Using Quarto with Python

Lucas A. Meyer

2022-07-07

Why Quarto

The content value chain

Content stuck in my computer is nearly worthless.

Goal

  • Move good content out of my computer as fast as possible
  • Reproducible
  • Git-based collaboration
  • Write once, generate:
    • Code
    • Paper
    • PowerPoint
    • Site/documentation

Literate Programming

Literate programming can help create high-quality reproducible, documented, code.

Donald E. Knuth proposed literate programming in a 1984 article.

Jupyter implements the literate programming paradigm, but generating high-quality output requires additional tools.

I tried many tools for Literate Programming

LaTeX

  • Great for PDFs… Beamer for slides
  • Not great for websites
  • Dynamic content: coding Latex
    • \usepackage{ifthen}
    • @for, @while

Word/PPT

  • Hard to collaborate before O365
  • Hard to reproduce / auto-generate

Jekyll / Github Pages

  • Great for sites
  • Not great for slides, papers

Python notebooks

  • Great, with Pandoc

RMarkdown

  • Great for everything
  • Heavily dependent on R
  • New features in Quarto

Quarto

Quarto® is an open-source scientific and technical publishing system built on Pandoc.

The name comes from the format of a book or pamphlet printed with eight pages of text, four to a side, then folded twice to produce four leaves.

The earliest known European printed book, the Sibyllenbuch (Gutemberg, c.1452), was done in the quarto format, as were many of Shakespeare’s plays.

With Quarto, you can:

  • Write Markdown and Python (or R, Julia, OJS)
  • Use equations, diagrams, citations, figures, etc.
  • Output articles, presentations, interactive websites…
  • Work with Jupyter Lab or VSCode

You can install Quarto on Linux, Windows and Mac.

Quarto workflow

The content pipeline for .ipynb

About 75% of data scientists use Python through Jupyter notebooks.

With some scripting, you can use pandoc to generate papers, HTML, PowerPoint, etc.

You just need to learn Pandoc.

graph LR
    A[.ipynb] --> B(("Pandoc"))
    B ----> E[.doc]
    B ----> H[.pptx]
    B --> C[.md]
    B --> D[.tex] 
    D --> F((Xetex))
    C --> I((Hugo))
    F --> G[.pdf]
    I --> J[.html]
    style B fill:#FF6655AA
    style F fill:#88ffFF
    style I fill:#88ffFF

Quarto in Python, in a nutshell

All you need to use Quarto is to add some YAML (mostly Pandoc configurations) to your .ipynb files: that’s a .qmd file. This keeps the configuration and content in the same file.

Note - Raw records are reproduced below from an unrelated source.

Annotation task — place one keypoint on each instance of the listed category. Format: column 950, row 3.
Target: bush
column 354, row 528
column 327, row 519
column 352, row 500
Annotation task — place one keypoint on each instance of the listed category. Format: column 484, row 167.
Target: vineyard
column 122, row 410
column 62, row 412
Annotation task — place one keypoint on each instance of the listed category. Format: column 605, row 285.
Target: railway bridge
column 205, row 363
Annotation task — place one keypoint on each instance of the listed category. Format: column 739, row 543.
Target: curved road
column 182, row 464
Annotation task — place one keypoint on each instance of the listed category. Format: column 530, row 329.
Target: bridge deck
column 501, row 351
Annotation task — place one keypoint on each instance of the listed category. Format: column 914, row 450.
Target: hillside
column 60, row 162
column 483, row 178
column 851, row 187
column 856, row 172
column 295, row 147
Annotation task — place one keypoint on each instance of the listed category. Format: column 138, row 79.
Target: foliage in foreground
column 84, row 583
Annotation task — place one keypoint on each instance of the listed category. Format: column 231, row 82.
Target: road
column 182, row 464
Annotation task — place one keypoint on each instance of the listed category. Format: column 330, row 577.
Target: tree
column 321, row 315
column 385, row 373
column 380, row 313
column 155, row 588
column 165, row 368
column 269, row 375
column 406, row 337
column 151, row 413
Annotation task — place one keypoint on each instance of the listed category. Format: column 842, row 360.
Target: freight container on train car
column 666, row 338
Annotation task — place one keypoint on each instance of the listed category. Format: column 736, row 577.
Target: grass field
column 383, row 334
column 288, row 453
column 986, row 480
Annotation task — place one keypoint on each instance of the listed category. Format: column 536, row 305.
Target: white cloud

You can then render the outputs using quarto render <file.qmd> in the command line.

graph LR
Q[.qmd] --> A
subgraph Quarto
    A[.ipynb] --> B(("Pandoc"))
    B --> C[.md]
    B --> D[.tex] 
    D --> F((Xetex))
    C --> I((Hugo))
    style B fill:#FF6655AA
    style F fill:#88ffFF
    style I fill:#88ffFF
end
    B ----> E[.doc]
    B ----> H[.pptx]
    F --> G[.pdf]
    I --> J[.html]

Using Quarto

The YAML front-matter

Quarto files always start with a YAML front-matter.

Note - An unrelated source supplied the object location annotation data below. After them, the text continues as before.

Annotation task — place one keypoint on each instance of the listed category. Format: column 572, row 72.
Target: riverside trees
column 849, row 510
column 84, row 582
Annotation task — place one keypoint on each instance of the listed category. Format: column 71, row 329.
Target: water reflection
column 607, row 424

The YAML configuration determines what’s the output format of your document. A few popular output options are html, pptx, docx, and pdf.

You can use a single source file to generate multiple output types.

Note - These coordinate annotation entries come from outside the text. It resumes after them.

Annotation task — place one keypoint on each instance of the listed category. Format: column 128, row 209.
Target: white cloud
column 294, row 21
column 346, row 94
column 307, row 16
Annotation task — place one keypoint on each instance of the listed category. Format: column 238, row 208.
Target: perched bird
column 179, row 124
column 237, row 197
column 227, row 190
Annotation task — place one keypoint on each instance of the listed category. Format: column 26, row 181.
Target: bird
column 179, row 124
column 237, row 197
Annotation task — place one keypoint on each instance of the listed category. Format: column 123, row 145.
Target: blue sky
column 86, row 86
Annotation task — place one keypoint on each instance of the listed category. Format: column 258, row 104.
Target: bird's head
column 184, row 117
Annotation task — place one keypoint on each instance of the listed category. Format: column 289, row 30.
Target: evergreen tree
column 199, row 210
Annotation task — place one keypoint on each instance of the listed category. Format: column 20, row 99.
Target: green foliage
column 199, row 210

For example, the YAML on the right will generate a PowerPoint file and a Revealjs presentation.

---
title: "Quarto with Python"
format: 
  pptx:
    reference-doc: templates/template.pptx
  revealjs:
    incremental: false
    theme: pulse

author: Lucas A. Meyer
date: 2022-07-07
---

Main content

Writing content

Write content in Markdown.

Quarto’s Markdown supports figures, tables, bibliography, etc.

It also supports lots of extra features, like diagrams with mermaid and GraphViz, and even LaTeX equations:

\[ E = mc^2 \]

### Writing content

Write content in [Markdown].

Quarto's Markdown supports
figures, tables, bibliography, etc.       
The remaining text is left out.